Sharing my steps to get a good shot of Rat and Cosette getting that first cup of coffee in the morning.

I start off with Rat alone, hanging onto a coffee pot. I’m dealing with that fluorescent kitchen light again, but the shot isn’t bad. As a side note, this little rat is absolutely fantastic at holding poses. I challenge any of my other dolls to hang onto a slippery coffee pot.

Although the shot is OK, I think it might be improved by bringing Cosette into it. So I take a bunch of shots of the two of them together. I’m sharing 3, but I took 16 total. The pose stays generally the same, I mostly change the lighting and the angle of the shot. None of these are the final one, but they’re not far off in terms of the pose and angle:

I end up with a shot I like, but I have a problem. Yep, no coffee in the coffee pot. I had had some crazy idea at the start of the shoot that I could just photoshop that coffee in. You’ll see in the next series of post how that goes:

So, I make a pot of coffee, but, of course, now the coffee pot is way too hot to put back on the counter, so I photograph it in the coffee maker:

You can probably already see a ton of the problems I’m about to run into. The angle is totally wrong, as is the background – I can’t simply merge these shots, Instead, I copy and paste just the bit of coffee in the pot into the photo I decided to use, and then I use the perspective warp to give it the right angle. This is about the most kludgy Photoshop I’ve done in a long time, but I’m tired and I declare it “good enough.”
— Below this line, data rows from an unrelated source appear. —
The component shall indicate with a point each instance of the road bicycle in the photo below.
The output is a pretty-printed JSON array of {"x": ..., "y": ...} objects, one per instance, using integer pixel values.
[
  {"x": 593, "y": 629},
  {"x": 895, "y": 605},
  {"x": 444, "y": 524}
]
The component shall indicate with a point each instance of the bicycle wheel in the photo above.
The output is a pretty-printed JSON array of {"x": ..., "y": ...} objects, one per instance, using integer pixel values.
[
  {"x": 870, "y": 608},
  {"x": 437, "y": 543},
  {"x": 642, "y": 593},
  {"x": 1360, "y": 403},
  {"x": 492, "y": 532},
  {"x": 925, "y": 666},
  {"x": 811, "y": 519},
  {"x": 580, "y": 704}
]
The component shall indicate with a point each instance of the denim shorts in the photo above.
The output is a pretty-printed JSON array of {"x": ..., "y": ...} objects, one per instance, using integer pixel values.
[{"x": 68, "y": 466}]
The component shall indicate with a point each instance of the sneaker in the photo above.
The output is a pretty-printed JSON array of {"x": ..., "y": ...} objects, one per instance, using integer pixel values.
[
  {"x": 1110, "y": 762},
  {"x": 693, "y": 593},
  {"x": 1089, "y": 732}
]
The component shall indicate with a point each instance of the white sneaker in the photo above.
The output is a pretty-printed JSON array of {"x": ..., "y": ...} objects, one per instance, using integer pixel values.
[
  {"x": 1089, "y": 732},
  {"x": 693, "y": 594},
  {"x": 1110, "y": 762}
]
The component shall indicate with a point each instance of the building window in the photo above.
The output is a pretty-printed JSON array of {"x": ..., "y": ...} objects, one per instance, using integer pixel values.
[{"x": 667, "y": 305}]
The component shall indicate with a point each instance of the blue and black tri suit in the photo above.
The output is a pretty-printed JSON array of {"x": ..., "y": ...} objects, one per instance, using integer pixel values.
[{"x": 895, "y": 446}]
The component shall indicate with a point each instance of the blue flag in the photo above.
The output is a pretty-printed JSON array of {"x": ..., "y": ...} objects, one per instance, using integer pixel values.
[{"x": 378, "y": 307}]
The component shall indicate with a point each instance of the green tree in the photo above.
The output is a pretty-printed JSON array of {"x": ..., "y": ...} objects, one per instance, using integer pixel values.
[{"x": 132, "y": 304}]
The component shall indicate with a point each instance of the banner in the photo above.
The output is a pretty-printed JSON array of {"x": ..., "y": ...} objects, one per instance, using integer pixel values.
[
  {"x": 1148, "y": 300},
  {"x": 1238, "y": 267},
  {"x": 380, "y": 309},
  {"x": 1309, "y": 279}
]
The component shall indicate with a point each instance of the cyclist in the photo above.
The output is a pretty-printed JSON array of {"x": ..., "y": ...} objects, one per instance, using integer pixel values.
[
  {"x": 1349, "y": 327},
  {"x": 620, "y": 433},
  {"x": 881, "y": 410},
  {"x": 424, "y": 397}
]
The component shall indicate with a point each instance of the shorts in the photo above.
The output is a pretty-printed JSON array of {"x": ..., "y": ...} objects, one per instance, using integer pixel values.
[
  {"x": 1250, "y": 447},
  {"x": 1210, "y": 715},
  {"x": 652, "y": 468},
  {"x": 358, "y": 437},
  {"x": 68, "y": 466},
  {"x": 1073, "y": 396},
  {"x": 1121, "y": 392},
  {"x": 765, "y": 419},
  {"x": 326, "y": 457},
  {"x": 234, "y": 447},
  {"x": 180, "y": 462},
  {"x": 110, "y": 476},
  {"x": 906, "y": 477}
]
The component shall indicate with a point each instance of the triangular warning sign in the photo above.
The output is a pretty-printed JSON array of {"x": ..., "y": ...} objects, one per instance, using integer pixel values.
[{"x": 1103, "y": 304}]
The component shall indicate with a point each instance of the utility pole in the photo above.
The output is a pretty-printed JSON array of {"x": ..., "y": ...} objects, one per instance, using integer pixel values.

Now, I want to get a shot of the two of them drinking coffee. I start off with just the rat drinking alone and then add in Cosette. I’ll share 3 of the 10 shots I took:

I pretty much love all of these shots – I just took 10 because I wanted to give her a tiny cup to hold and put it at the right angle. In the end, I choose one of the 10 shots, do a tiny bit of photoshop to add some coffee to her tiny cup, and I’m done.

My only touch to this shot was so (rather sloppily) draw in some coffee in Cosette’s cup. The lovely butterfly cup is one of my Mom’s – probably uncovered on one of her Goodwill runs

Except . . . and this happens to me all the time . . . now I love this second shot so much, that I feel like the first shot (of the two of them at the coffee pot) doesn’t measure up to my new standard.

So, I decide that I don’t have to have the two of them together in every shot, and I go back to that very first idea I had, of Rat alone on the coffee pot. By now, I have some cold coffee in the pot, and it’s appropriately misted with coffee, so all I have to do is take the shot:

BJD rat proving that he can hold on to just about anything, even a glass coffee pot

And, there you are. Altogether, it took me about an hour (although the last shot of rat on the (cold) coffee pot was taken much later in the day). This is a pretty good capture of my “process” – experimenting, cycling back, and often arriving – at the end – exactly where I started.

I’ve become pretty fussy about good shots. I used to accept pretty much anything which seemed “good enough” and moved the story along. Now, I really want each shot to be good. I have no idea how that new standard is going to hold up when I get back to Among the Flowers where the plot is pretty stiff and I have to include some shots just to make the story clear.